Follow September 11, 2001, New Zealand was considered as being at war which still continues today. In his book Hager uses stories from military personal on the ground in Afghanistan and from thousands of supposedly leaked classified military and intelligence documents to question both the justification of New Zealand's involvement in the war on terror and to show that what the public were told was far from the truth.
Playwright Dean Parker has now condensed the book into a 90 minute piece of theatre which The Bacchanals are currently presenting at BATS Theatre.
Parker also adapted for the stage Hager's book The Hollow Man in 2007 about Don Brash and leaked emails in the National Party but while The Hollow Man had real identifiable characters and an engaging story line Other People's Wars is a narrative told by 10 actors taking multiple roles. It is thus far less engaging as a piece of theatre although the production itself is creatively constructed to give visual impact to the narrative.
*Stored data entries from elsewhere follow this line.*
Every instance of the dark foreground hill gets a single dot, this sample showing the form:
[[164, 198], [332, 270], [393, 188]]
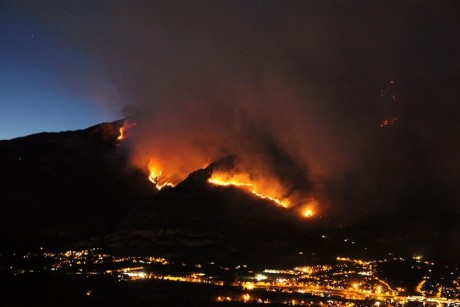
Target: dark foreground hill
[[57, 189], [76, 189]]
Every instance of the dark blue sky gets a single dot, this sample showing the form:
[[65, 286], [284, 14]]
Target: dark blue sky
[[42, 81]]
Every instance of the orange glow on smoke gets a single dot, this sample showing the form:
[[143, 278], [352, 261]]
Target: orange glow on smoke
[[157, 178], [244, 181], [309, 210], [308, 213]]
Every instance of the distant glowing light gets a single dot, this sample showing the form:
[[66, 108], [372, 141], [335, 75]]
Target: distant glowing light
[[308, 213]]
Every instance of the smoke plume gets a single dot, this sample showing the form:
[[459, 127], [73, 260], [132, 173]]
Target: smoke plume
[[292, 88]]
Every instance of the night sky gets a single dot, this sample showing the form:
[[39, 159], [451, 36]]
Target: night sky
[[298, 90]]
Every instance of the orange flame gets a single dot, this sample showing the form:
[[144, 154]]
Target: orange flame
[[309, 209], [157, 178], [127, 124], [243, 181], [122, 134]]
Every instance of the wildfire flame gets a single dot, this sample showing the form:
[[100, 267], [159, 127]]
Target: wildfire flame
[[308, 213], [157, 178], [127, 124], [223, 179]]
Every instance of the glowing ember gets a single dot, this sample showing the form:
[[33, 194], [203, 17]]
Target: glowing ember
[[308, 213], [127, 124], [226, 180], [388, 122], [389, 94], [157, 178]]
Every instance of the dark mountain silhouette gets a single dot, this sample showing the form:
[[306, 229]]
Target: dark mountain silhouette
[[76, 189], [60, 188]]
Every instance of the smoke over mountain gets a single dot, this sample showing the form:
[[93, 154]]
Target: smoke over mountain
[[290, 88]]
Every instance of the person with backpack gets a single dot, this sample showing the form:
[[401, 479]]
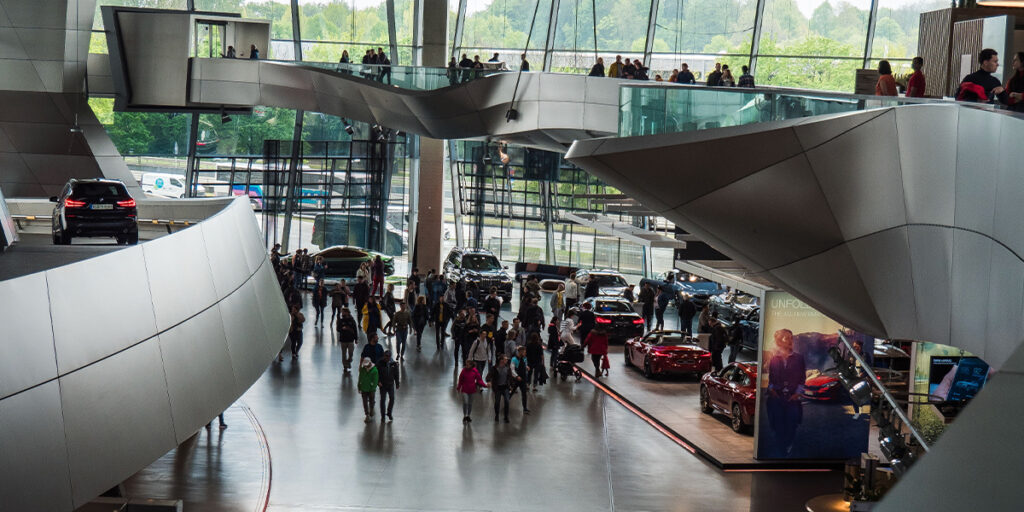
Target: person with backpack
[[388, 381], [347, 335], [469, 383], [421, 314], [500, 380], [369, 378], [400, 322], [520, 372]]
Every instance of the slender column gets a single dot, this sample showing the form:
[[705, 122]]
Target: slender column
[[549, 43], [756, 37], [651, 22], [869, 42]]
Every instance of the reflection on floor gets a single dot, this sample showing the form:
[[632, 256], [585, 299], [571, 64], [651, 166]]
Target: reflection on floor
[[578, 450]]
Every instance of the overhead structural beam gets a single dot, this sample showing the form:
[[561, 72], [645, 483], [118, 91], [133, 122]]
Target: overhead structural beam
[[651, 23], [756, 37]]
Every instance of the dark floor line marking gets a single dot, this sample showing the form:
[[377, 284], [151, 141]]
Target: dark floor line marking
[[267, 460]]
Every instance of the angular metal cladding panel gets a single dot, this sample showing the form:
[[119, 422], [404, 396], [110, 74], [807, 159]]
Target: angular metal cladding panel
[[89, 297], [223, 240], [775, 216], [200, 378], [179, 276], [34, 467], [1006, 301], [117, 419], [931, 266], [927, 137], [814, 132], [883, 261], [860, 177], [27, 332], [989, 430], [829, 282], [1010, 185], [248, 344], [970, 289], [977, 163]]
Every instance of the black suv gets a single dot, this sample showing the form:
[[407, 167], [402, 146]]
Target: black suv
[[480, 266], [94, 208]]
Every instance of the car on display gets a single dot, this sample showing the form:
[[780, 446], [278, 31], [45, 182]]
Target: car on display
[[734, 304], [94, 208], [823, 386], [731, 391], [685, 285], [617, 316], [609, 283], [479, 266], [343, 261], [667, 352]]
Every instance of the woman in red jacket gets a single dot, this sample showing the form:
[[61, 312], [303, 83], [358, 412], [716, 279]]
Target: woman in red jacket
[[469, 382], [597, 345]]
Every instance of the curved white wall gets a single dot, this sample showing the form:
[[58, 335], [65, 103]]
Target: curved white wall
[[108, 364]]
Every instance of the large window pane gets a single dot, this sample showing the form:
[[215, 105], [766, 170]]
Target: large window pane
[[896, 29]]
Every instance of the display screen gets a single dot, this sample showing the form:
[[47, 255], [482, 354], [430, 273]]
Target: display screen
[[955, 378]]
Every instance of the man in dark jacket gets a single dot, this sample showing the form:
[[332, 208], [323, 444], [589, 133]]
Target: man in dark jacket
[[387, 371], [719, 338], [347, 335], [686, 312], [981, 85]]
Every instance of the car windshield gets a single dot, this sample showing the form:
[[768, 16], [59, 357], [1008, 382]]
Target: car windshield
[[480, 262], [612, 306], [608, 281], [670, 340], [96, 190]]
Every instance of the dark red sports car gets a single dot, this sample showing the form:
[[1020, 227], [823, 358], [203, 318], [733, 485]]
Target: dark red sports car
[[667, 352], [733, 391]]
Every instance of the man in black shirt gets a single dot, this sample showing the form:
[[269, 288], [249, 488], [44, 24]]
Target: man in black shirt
[[981, 85]]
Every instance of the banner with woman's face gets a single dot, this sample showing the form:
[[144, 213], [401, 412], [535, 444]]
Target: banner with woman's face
[[803, 410]]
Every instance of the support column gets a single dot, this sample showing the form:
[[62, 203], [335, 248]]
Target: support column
[[430, 201]]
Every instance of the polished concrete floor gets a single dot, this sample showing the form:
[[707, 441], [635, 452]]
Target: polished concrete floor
[[578, 450]]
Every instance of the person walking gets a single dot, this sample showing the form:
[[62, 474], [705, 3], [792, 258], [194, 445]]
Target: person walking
[[535, 360], [368, 386], [718, 341], [339, 299], [400, 322], [360, 295], [480, 350], [469, 383], [520, 371], [388, 381], [647, 301], [597, 346], [420, 317], [320, 302], [372, 321], [686, 311], [347, 335], [500, 380]]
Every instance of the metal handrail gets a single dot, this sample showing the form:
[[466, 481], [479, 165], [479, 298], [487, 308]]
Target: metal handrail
[[885, 391]]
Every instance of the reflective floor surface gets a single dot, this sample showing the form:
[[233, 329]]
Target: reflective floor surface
[[578, 450]]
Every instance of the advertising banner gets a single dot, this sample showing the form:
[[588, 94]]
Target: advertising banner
[[803, 410]]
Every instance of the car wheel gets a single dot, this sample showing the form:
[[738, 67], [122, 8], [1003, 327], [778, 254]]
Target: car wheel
[[705, 400], [737, 419]]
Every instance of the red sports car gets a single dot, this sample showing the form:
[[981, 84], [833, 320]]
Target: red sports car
[[732, 390], [667, 352]]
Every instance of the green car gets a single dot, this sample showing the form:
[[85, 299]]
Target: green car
[[343, 261]]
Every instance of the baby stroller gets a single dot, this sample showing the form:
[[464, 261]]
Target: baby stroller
[[567, 359]]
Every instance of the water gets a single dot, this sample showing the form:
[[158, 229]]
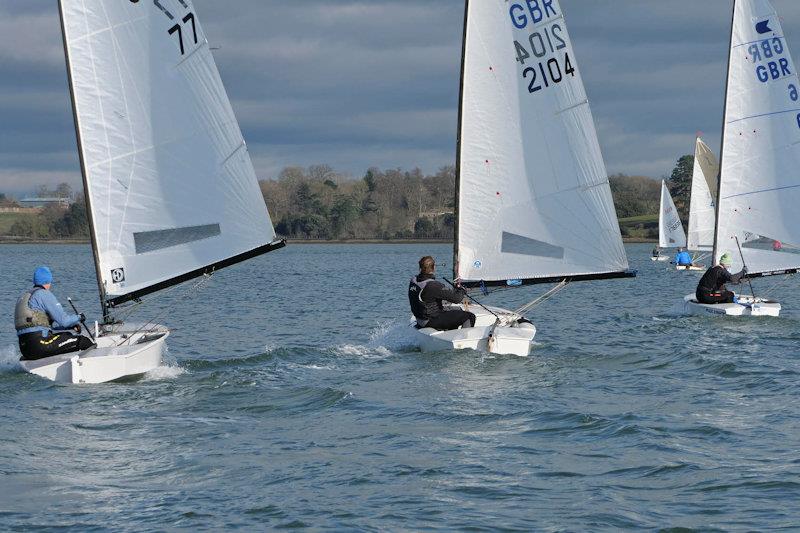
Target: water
[[290, 400]]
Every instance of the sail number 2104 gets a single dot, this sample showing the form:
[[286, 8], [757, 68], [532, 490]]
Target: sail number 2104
[[540, 70]]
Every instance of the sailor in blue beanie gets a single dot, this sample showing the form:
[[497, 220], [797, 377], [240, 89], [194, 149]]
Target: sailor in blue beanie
[[44, 329]]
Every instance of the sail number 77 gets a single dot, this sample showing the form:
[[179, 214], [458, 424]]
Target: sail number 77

The scenes travel back and forward in time at a rapid pace, the actors also taking on their various roles with similar rapidity. And the ingenious way they utilise chairs, tables, boxes, in typical Bacchanal's style, is to be complimented. But the incessant shouting of the narrative to the audience, which only lessens towards the end, becomes irritating and the complexity and detail of the material being recited becomes almost too much to absorb.
However, two moments however stand out, both of which have the potential to be expanded into much more telling moments of theatre. One was an Afghanistan village with the women sitting around prior to be bombed by the Americans and the other is the report on the war, a large red volume of pages being waved about by the group while Jerry Mataparae waves a little red note book as the report the public got to see.
Everyone who sees this production, whether they have read the book or not, will no doubt have their own ideas on what they believe as true and what isn't. And it is probably worthwhile airing it as a way of creating discussion, but somewhere in the rhetoric is material that could make for a much more stimulating theatrical production.